From Gimp: "Play what you like and have fun. This is a game we're talking about, and gaming is about leisure time fun." That's my take too.

 

I think the thing that diminishes the fun the most is that there aren't any official metal models for the Tieflings and Dragonborn.

 

For me, it's no problem, as I'll convert anything, and have not played with an unconverted character model in about seven years, but for those who don't have the time or know-how to make their own, they are left with a few choices of proxies from Reaper. They're good, but selection is limited right now.

 

Well, my group has a Dragonborn Fighter with Axe & Shield, Dragonborn Cleric with Bastard Sword, Tiefling Warlock and Eladrin Wizard with Orb.

 

The two Dragonborn are Reptus with simple weapon swaps (Reptus Grunt & Reptus Female Cleric), the Tiefling Warlock is Damien, Hellborn Wizard.
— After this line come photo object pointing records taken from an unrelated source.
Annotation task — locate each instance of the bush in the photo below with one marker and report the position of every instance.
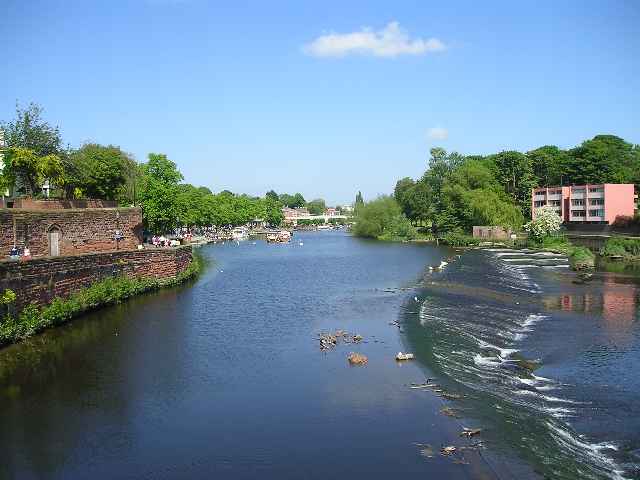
(111, 290)
(457, 239)
(546, 223)
(382, 219)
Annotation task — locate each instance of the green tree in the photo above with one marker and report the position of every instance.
(383, 219)
(603, 159)
(515, 174)
(101, 171)
(317, 206)
(32, 169)
(158, 193)
(272, 195)
(359, 203)
(548, 164)
(29, 130)
(273, 212)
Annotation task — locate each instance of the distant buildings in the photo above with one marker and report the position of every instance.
(600, 203)
(293, 213)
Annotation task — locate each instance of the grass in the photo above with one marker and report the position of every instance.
(581, 258)
(33, 318)
(627, 248)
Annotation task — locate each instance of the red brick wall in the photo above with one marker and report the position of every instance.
(40, 280)
(58, 204)
(82, 230)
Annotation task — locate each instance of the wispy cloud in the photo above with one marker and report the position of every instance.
(437, 133)
(391, 41)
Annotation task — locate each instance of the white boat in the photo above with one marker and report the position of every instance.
(283, 236)
(240, 233)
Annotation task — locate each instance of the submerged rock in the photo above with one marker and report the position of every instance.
(404, 356)
(357, 359)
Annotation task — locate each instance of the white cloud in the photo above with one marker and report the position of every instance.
(437, 133)
(391, 41)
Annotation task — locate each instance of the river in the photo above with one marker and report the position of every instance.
(224, 378)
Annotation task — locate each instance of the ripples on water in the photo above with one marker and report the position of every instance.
(520, 337)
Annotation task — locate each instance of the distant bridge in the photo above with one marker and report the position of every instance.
(326, 218)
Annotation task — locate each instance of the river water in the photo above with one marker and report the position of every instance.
(224, 377)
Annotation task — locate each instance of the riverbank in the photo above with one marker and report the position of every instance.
(34, 318)
(544, 364)
(223, 378)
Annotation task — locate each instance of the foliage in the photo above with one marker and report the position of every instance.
(604, 159)
(359, 203)
(99, 171)
(548, 164)
(28, 130)
(32, 169)
(33, 319)
(624, 222)
(383, 219)
(456, 239)
(546, 223)
(317, 206)
(514, 172)
(581, 258)
(628, 248)
(292, 201)
(310, 221)
(7, 297)
(158, 193)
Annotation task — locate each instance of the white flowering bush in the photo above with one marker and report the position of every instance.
(546, 223)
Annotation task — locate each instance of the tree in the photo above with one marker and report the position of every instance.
(358, 204)
(548, 164)
(158, 193)
(101, 171)
(514, 173)
(28, 130)
(292, 201)
(272, 195)
(31, 169)
(603, 159)
(546, 223)
(273, 212)
(382, 218)
(33, 151)
(317, 206)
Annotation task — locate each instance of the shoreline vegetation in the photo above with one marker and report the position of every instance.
(34, 319)
(457, 192)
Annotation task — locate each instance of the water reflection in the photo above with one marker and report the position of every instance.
(616, 298)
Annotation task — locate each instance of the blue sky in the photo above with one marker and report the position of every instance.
(327, 97)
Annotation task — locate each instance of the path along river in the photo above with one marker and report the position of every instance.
(224, 378)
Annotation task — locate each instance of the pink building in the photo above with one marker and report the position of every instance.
(600, 203)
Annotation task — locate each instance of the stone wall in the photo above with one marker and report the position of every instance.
(55, 203)
(40, 280)
(491, 232)
(79, 230)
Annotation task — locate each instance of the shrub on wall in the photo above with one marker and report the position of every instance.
(33, 319)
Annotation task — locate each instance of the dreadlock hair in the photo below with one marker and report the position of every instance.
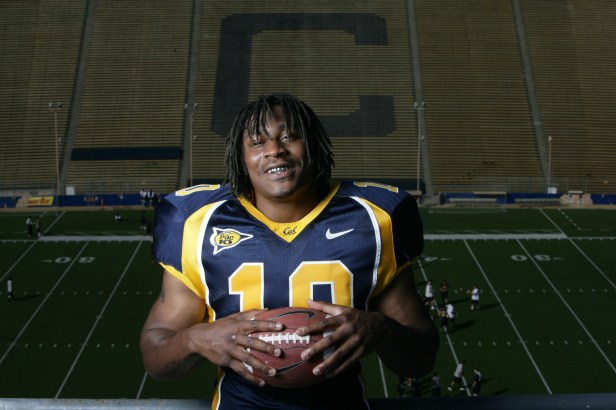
(298, 117)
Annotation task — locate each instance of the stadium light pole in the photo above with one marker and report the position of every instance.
(55, 107)
(549, 163)
(191, 138)
(419, 107)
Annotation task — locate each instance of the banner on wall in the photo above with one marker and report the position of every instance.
(40, 201)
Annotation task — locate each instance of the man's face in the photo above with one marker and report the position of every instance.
(277, 163)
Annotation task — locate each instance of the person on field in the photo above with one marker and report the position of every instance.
(280, 233)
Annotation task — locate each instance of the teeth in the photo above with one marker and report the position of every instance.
(277, 170)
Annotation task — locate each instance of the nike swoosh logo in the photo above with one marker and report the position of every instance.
(334, 235)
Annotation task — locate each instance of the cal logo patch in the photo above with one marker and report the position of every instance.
(226, 238)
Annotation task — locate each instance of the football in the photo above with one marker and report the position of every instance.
(291, 370)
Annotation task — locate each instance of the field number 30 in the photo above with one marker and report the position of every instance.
(540, 258)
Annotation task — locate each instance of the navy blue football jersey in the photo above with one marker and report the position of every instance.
(345, 251)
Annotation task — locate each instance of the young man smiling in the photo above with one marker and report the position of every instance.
(280, 233)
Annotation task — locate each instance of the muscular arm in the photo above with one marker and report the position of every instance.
(165, 340)
(409, 341)
(397, 328)
(175, 340)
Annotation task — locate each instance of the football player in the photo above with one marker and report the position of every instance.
(279, 233)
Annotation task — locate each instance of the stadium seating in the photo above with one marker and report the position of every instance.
(122, 71)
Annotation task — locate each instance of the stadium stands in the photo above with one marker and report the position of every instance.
(123, 71)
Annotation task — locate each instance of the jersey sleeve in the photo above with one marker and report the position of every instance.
(407, 230)
(168, 236)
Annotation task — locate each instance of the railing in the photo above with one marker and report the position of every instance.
(595, 401)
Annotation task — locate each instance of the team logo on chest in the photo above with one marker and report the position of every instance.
(226, 238)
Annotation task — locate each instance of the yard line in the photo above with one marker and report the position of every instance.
(592, 339)
(43, 302)
(58, 216)
(508, 316)
(18, 260)
(592, 263)
(145, 376)
(453, 351)
(95, 238)
(98, 318)
(493, 236)
(550, 219)
(383, 378)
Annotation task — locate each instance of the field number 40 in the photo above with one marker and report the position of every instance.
(67, 259)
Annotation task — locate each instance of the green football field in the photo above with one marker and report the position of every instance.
(547, 278)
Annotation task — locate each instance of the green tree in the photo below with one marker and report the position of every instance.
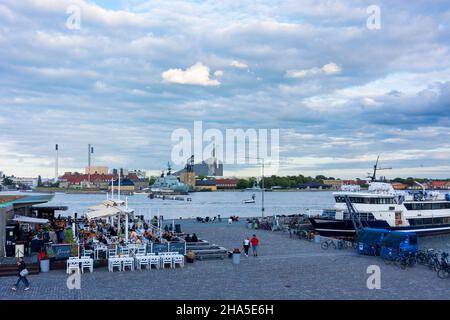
(7, 181)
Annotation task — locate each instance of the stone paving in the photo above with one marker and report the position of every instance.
(286, 269)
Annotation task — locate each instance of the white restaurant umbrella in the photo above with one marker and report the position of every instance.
(30, 220)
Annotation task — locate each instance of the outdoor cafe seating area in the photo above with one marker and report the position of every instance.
(130, 257)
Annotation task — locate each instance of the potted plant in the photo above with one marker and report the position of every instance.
(190, 256)
(44, 261)
(70, 239)
(236, 256)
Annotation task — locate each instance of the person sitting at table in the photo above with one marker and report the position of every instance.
(113, 232)
(101, 238)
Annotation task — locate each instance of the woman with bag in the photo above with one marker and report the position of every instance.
(23, 272)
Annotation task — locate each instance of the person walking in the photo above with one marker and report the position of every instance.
(255, 243)
(246, 246)
(22, 273)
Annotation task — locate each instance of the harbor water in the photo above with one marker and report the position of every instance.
(205, 204)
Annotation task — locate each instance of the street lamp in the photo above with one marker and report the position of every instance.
(262, 183)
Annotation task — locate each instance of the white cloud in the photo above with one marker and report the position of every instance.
(238, 64)
(328, 69)
(198, 74)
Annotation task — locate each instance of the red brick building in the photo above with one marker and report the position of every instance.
(226, 183)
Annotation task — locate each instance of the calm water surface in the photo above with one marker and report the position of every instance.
(207, 203)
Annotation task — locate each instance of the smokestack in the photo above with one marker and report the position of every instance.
(89, 163)
(56, 163)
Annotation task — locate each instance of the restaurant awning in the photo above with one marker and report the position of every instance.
(103, 213)
(30, 220)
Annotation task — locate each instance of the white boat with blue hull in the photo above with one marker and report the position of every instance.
(423, 212)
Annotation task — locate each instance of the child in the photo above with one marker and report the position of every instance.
(246, 246)
(22, 273)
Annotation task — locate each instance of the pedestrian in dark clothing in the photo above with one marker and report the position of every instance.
(22, 273)
(255, 243)
(246, 246)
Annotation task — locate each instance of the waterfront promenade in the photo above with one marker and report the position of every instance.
(286, 269)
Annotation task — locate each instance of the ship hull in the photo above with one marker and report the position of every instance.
(345, 228)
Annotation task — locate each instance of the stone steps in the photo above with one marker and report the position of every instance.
(8, 270)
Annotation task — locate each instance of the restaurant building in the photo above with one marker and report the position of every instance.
(20, 207)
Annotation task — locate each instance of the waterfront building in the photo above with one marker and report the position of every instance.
(78, 180)
(96, 169)
(314, 185)
(27, 182)
(226, 183)
(335, 184)
(141, 174)
(12, 206)
(399, 186)
(205, 185)
(126, 186)
(140, 184)
(188, 178)
(440, 185)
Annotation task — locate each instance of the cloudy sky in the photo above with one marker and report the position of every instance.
(340, 93)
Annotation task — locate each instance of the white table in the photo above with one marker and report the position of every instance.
(122, 261)
(99, 249)
(90, 261)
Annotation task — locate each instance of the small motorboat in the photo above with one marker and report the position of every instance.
(252, 200)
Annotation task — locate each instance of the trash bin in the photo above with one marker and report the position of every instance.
(236, 257)
(45, 265)
(34, 257)
(317, 238)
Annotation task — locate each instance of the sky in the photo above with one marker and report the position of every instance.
(134, 71)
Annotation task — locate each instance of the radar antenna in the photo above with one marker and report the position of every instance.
(373, 177)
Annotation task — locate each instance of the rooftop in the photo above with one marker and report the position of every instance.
(9, 200)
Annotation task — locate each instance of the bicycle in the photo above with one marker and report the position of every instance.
(405, 260)
(444, 269)
(327, 243)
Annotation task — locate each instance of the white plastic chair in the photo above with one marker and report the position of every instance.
(155, 261)
(113, 262)
(112, 253)
(128, 263)
(73, 265)
(125, 251)
(87, 263)
(88, 253)
(166, 259)
(178, 259)
(142, 261)
(141, 251)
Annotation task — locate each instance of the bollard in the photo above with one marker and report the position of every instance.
(236, 256)
(316, 238)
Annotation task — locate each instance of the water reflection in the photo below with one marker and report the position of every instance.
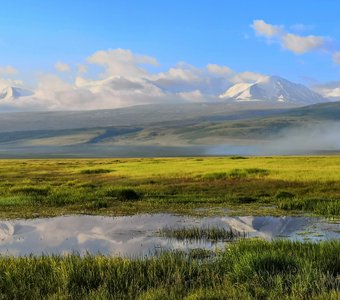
(137, 235)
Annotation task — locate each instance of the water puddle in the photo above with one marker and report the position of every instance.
(137, 235)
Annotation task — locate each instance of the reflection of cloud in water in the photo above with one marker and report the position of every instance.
(137, 235)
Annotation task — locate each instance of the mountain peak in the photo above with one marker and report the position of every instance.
(273, 89)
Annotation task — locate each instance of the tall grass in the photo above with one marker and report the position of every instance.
(247, 269)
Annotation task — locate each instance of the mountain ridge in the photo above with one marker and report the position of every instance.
(272, 89)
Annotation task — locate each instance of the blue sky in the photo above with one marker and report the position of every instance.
(34, 35)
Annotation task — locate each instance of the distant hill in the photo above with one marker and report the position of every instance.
(156, 125)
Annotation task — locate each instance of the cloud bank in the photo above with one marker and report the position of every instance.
(120, 78)
(295, 43)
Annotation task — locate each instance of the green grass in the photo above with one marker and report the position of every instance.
(213, 234)
(284, 185)
(247, 269)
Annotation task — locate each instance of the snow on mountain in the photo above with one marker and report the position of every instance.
(274, 89)
(10, 92)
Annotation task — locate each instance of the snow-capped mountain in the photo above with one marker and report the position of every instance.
(274, 89)
(11, 92)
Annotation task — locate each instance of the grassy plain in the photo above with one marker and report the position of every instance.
(248, 269)
(245, 185)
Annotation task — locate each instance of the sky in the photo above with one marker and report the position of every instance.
(71, 47)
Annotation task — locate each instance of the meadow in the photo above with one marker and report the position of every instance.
(235, 185)
(248, 269)
(201, 186)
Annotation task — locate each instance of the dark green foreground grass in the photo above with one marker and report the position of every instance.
(248, 269)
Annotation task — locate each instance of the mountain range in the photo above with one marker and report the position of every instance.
(268, 89)
(273, 89)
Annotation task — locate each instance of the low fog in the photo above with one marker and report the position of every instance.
(309, 139)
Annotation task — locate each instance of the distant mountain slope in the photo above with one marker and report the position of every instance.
(189, 124)
(143, 115)
(273, 89)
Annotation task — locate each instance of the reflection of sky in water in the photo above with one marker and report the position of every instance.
(137, 235)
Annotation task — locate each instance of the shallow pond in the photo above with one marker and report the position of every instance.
(137, 235)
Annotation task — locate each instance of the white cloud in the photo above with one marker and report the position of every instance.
(264, 29)
(300, 45)
(336, 58)
(329, 90)
(8, 70)
(292, 42)
(219, 70)
(62, 67)
(126, 81)
(82, 69)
THe only model I'm having trouble with is the Elf Wizard, there's very few wizards with orbs in the range, and no elves. I'd use the Citadel High Elf with Annulian Crystal, but the local GW didn't have one, and by the time I got over my impulse and looked at the online store I realised it cost four times as much as a reaper fig..

 

I'm sure there are some other companies models out there to use, but I'm not putting any effort into finding them for a game I don't play. I'll leave that to the 4.0 gang.

 

If someone can show me otherwise, drop me a link!!

 

Cheers.

 

GW Lizardmen could make good Dragonborn, I suppose. You can sometimes pick up old Mage Knight figures cheap, the Draconum figures work passably (they did have a line of metals but they're rare). You could also use a mix GW of beastmen and human plastic parts to make Tieflings. Personally the Reaper options suit my needs just fine.